Ici, j’vais être honnête, j’ai pas grand chose à dire par rapport au texte. Celui-ci est soigné, on ressent une certaine recherche pour la façon d’écrire ainsi que l’envie de retransmettre l’histoire sous une fable. Ce qui, en finalité, va nous rendre la notation totalement subjective. Pourquoi ? J’ai jamais écrit de fable et j’suis pas à un niveau suffisamment élevé pour faire une analyse détaillé. Donc, c’est vraiment que mon avis qui va ressortir.

En plus, n’ayant que peu de connaissance dans les coutumes chinoises dont j’imagine la provenance, j’suis un peu en train d’me dire que c’est cool sans avoir de référence. Du moins, tes références.

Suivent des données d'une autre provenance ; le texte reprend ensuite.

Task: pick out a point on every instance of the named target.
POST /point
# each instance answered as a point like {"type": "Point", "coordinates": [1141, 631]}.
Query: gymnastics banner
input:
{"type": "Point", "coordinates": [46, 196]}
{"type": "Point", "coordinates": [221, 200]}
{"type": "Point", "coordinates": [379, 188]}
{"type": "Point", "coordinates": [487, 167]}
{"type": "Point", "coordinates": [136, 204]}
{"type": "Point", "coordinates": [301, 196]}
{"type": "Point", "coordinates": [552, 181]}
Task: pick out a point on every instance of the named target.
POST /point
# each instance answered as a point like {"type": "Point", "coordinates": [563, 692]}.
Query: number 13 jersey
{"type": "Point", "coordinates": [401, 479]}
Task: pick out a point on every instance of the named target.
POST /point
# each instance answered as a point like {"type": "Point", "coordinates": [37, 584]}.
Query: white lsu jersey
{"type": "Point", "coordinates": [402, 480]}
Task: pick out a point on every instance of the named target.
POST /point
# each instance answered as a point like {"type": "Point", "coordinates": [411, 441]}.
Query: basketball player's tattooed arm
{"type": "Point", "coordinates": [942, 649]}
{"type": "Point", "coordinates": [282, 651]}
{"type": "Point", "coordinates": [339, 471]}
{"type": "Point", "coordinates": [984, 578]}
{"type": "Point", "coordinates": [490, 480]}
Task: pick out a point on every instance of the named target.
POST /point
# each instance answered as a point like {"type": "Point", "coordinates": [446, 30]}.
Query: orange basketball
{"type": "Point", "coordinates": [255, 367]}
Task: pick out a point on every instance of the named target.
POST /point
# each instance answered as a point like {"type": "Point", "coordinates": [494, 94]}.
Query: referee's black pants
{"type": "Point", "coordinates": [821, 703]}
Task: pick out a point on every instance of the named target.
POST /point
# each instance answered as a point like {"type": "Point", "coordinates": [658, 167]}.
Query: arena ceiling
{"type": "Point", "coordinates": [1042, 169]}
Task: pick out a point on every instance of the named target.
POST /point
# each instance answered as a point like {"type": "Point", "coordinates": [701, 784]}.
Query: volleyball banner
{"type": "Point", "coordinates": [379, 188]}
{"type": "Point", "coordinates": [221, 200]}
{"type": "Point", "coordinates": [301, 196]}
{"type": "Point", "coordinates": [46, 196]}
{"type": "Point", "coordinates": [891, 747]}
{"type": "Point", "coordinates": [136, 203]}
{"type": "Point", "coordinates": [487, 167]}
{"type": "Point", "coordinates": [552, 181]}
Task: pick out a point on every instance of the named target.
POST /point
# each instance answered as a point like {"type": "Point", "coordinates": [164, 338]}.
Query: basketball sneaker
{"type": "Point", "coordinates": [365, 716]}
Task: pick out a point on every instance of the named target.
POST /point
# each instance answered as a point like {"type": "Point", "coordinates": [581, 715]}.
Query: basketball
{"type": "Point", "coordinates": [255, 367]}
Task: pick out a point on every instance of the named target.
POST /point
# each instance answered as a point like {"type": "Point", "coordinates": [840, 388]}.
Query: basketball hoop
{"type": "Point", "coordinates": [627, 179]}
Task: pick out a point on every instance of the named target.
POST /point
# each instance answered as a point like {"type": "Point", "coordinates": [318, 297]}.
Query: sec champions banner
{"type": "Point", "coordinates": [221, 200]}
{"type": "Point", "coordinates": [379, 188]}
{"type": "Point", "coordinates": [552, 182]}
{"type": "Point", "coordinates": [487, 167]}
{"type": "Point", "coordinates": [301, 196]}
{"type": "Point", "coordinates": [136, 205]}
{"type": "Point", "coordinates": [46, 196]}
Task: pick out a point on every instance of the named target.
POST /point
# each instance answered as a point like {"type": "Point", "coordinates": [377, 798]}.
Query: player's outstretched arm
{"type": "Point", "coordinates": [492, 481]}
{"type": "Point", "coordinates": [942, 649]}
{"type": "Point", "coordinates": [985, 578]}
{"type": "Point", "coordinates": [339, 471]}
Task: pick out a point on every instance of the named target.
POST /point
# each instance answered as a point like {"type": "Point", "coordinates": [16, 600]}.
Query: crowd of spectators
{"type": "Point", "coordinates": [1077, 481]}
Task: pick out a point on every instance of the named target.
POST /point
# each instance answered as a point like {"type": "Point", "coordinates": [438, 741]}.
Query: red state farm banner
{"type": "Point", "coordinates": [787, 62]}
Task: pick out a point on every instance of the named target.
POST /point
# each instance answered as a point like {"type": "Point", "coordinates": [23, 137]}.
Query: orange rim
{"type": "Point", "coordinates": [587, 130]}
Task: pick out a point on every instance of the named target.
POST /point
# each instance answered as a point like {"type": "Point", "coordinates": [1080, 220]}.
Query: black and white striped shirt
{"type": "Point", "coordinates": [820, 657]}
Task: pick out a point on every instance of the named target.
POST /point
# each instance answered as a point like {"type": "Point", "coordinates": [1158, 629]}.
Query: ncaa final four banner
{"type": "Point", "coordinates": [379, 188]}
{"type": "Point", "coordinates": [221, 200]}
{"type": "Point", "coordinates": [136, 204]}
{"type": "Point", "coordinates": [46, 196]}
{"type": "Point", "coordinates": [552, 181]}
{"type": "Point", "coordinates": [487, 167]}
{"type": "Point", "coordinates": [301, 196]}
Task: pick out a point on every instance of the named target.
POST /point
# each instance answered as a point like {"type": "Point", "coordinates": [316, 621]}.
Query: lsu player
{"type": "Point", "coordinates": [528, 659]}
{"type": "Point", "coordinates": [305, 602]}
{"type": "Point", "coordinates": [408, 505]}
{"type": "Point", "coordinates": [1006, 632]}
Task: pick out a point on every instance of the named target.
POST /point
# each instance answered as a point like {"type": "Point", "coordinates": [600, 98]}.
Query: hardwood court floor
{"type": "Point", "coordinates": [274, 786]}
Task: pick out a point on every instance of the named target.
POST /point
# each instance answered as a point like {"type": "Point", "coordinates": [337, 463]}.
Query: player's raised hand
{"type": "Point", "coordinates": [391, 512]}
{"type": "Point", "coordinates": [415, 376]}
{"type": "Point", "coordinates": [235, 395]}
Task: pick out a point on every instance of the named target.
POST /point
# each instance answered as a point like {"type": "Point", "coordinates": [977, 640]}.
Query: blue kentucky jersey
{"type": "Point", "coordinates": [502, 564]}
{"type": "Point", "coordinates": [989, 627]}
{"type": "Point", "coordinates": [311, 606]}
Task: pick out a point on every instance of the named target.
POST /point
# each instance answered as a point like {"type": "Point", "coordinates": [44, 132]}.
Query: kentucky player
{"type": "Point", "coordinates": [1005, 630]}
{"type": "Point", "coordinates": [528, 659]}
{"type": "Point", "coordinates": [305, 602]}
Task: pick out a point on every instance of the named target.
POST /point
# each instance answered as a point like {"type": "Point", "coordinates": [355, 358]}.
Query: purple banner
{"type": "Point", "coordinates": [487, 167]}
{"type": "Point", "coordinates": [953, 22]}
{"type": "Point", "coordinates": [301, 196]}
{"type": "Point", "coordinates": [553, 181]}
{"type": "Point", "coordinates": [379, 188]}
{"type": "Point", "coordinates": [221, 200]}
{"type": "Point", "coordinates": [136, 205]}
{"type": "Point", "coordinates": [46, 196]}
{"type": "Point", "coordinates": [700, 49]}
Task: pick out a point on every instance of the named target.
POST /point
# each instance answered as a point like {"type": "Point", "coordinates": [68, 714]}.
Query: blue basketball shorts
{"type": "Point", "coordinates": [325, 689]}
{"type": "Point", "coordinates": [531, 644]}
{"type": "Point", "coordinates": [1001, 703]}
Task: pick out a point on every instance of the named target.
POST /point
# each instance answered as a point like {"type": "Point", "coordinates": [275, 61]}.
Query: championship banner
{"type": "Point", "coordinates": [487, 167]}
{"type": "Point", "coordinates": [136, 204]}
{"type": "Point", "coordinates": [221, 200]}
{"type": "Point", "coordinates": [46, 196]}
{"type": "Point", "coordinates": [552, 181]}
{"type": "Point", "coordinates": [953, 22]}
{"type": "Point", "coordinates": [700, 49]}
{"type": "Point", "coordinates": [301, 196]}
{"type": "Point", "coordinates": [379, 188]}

Cependant, sache que j’apprécie tout de même un truc, c’est de ne pas avoir un accouchement retransmis en direct. Parce que, pour en avoir vécu un, c’est pas la joie. Quoique, il y a une forme d’auto-dérision à voir un personnage tel que Huayan occupé à suer comme un porc en poussant des cris et chiant de douleur. Quoi ? C’est sympa de démystifier les personnages de temps à autre. Bref, pour revenir au sujet de base, ça n’aurait pas été agréable à lire et il vaut mieux parfois esquiver un texte pénible pour une forme plus… Poétique.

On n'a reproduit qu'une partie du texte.